Categories: Netflix

How The Flash’s Delayed Finale Twist Will Affect Season 7’s ‘Graphic Novels’

Much is in regular at The Flash, (nearly ) all of it created of this pandemic pressing pause production. But what could that delay mean for Season 7’s newest”graphic novel” arcs?

Season 6 of The CW’s No. 1 series introduced exactly what then-incoming showrunner Eric Wallace dubbed a”graphic novel” format, seeing as the first eight episodes needed to put the stage to the”Crisis on Infinite Earths” crossover event and were a little standalone. As such, “Graphic Novel No. 1” had its own Big Bad at Dr. Ramsey Rosso aka Bloodwork, while Graphic Novel No. 2 (which kicked off post-Crisis) focused on Eva McCulloch’s evolution into a new Mirror Master.

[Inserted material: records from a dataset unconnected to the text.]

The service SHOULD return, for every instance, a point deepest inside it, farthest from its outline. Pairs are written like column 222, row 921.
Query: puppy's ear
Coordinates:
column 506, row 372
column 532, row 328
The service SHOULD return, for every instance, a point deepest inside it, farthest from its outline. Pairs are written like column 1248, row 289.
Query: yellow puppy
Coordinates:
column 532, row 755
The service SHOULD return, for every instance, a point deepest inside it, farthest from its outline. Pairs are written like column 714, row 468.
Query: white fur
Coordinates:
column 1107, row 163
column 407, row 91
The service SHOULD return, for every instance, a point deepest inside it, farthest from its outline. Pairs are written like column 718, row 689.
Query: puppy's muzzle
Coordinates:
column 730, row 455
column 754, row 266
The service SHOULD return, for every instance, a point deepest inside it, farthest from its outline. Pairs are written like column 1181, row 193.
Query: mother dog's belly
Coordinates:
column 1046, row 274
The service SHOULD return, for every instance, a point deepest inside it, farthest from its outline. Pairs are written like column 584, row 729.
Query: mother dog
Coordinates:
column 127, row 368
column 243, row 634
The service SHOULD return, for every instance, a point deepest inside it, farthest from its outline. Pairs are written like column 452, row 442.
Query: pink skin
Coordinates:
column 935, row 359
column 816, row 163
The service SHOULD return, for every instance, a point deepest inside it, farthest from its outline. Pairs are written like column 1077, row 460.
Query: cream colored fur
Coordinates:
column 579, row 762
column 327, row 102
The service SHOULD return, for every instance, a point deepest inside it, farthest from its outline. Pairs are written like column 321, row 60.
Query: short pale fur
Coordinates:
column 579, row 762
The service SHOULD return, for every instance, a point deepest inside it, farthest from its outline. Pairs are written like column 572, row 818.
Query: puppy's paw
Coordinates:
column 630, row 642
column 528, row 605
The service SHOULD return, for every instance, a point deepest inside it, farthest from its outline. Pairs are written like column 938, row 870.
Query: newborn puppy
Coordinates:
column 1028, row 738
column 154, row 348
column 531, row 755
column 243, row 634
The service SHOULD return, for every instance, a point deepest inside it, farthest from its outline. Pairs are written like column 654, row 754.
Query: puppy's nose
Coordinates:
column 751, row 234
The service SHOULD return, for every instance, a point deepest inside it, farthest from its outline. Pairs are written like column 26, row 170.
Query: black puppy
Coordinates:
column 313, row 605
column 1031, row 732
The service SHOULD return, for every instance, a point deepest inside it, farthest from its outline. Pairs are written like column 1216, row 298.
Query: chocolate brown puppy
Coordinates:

The abrupt stoppage of manufacturing in mid-March abandoned The Flash with three written but uncompleted Season 6 episodes. Those episodes will today, in some form, lead Season 7 off, triggering a ripple effect that will alter the rollout of their following, new Graphic Novels.

“Because The Flash, there is a massive twist after each season, and that twist is now kind of coming in the center of the [start of the] season,” Wallace told TVLine. “And that’s affected our storytelling to get all of Season 7,” that is expected to premiere in January 2021.

Wallace, however, chooses to see that the ripple effect as”yet another blessing in disguise,” akin to the way Crisis drove the first half of Season 6. “Amid the terror and the tragedy of what is happening with this outbreak, if we could locate some type of lemonade in the lemon, then it is us having to rethink a few things about how a Flash season looks, given that’ story unpredictability’ into the season.

“There are going to be more Graphic Novels next year,” he promised, “but they’re not going to be broken up in the way I believe people anticipate .”

When we talked with Wallace, he was already mulling whether to bring Caitlin/Frost back earlier than intended (since Danielle Panabaker’s maternity leave wouldn’t longer be a problem ); the same goes for Carlos Valdes’ Cisco, who had stumbled on a mission to Atlantis but might have been back from the finale. Nevertheless, he teased at the moment, “Not only do we know what happens at the end of Season 6, but that I could tell you of Season 7 at the moment.”

An additional wrinkle has since surfaced, when show regular Hartley Sawyer, who played Ralph/Elongated Man, got fired in early June for a series of racist, misogynistic, and homophobic tweets he authored years ago, before linking The Flash. So while Wallace in mid-May anticipated a”wee bit of tinkering” to Season 6’s final 3 scripts (if only to reverse any season finale crowd scenes now rendered impossible by COVID-19 restrictions), Ralph’s sudden absence — supposing there is no recast — will even have to be written.